What’s more, both likely would have been valuable to the coalition as targets for SIGINT collection. “Now that he’s dead,” Col. Warren said in the Pentagon’s announcement, referring to Sujan, “[the Islamic State] has lost a key link between networks.” If that’s true, he could have been usefully left in place, his devices exploited, and his communications tapped. Insofar as Islamic State “hackers” are nodes in the group’s network, they should be leveraged to map the more directly belligerent sections of that web. Western governments have been erring on the wrong side of a similar debate about jihadist recruiters on social media, who, once banned, become all the harder to track.

In the long-term, this approach — if it is a systematic approach — will be strategically untenable.

In more and more wars with a digital component, these low-skilled sympathizers will outnumber talented, enlisted hackers, the kind capable of life-threatening disruption. A capacity to discriminate between the two will be essential to any war-fighting effort. If nothing else, there comes a point at which killing “script kiddies” is disproportionate; the bar set by recent targeting decisions seems too low. Primitive cyber operations alone — website defacement, denial of service attacks, the malicious disclosure of personal information — generally won’t merit a kinetic reply.

But from a practical point of view too, countering hacktivist affiliates will take more intelligence than force. Like Anonymous, these digital auxiliaries will tend to be heterogeneous, distributed across national borders, and only loosely tied to command-and-control structures. Because their tools and scripts are easily shared, drone strikes won’t much diminish their capacity to cause mischief. This sort of collective is anti-fragile; no individual member is so important that their death would tip it into collapse.

Managing the threat they pose will take the kind of strategic patience that law enforcement agencies show when rolling up cybercriminal networks. To catch underworld hackers, the FBI and its international partners tend to emphasize thorough intelligence gathering followed by mass, simultaneous raids. The effect is to rip out bad actors at the roots, an approach that makes it more difficult for their organizations to regenerate.

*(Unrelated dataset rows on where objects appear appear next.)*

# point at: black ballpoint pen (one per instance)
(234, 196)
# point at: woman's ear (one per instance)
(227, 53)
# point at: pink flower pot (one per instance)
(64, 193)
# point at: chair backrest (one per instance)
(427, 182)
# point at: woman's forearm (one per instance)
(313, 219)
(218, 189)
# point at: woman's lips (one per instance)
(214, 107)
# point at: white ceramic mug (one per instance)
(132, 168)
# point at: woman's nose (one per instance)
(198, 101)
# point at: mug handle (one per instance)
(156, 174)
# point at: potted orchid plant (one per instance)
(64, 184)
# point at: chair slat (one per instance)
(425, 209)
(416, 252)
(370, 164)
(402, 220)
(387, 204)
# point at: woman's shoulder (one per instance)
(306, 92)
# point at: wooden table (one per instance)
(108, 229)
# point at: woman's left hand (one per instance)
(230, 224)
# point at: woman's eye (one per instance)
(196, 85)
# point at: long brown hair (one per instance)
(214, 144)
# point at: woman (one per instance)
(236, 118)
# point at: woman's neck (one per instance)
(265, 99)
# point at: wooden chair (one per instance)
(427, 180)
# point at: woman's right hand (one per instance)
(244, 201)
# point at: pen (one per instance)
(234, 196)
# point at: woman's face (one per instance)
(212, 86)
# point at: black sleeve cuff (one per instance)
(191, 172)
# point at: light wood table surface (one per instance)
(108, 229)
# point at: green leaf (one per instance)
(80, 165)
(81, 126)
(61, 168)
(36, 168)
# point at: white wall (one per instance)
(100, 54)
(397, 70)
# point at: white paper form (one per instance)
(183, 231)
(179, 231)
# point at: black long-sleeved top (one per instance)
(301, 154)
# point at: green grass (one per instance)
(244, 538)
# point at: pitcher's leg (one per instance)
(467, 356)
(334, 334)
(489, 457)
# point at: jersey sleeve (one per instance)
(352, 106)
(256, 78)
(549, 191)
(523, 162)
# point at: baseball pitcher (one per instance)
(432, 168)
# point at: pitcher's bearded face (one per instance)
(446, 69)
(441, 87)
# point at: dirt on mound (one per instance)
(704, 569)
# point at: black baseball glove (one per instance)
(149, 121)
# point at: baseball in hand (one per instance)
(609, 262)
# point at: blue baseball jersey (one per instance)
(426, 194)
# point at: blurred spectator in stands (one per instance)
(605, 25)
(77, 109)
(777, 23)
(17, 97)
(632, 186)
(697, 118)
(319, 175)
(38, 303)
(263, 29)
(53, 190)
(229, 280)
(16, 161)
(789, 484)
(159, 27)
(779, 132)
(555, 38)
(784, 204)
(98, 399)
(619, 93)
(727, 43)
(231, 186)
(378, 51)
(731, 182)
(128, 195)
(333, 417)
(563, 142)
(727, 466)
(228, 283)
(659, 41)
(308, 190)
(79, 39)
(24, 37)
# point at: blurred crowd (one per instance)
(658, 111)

In a wartime context — where detention may be impractical and assassination excessive — disabling or wiping target devices en masse would be an analogous strategy.

By countering nuisance with nuisance, in essence, states can prevent hacktivists from maturing beyond modest capacity — at lower tactical or strategic cost than airstrikes incur.

For now, these considerations won’t make or break the war on the Islamic State any more than the group’s computer experts will shape the rise and fall of their caliphate. But the effort to blunt the militants’ digital arm will set a model for future operations, in which amateur hackers will increasingly engage larger powers in low-grade digital conflict.

Today, the United States’ playbook for countering them leans too heavily on kinetics. With a dose of perspective, this war could be the proving ground for a smarter approach.

 

Meg King is Director of the Digital Futures Project at the Wilson Center. Grayson Clary is a Research Associate with the Digital Futures Project. The views expressed are their own.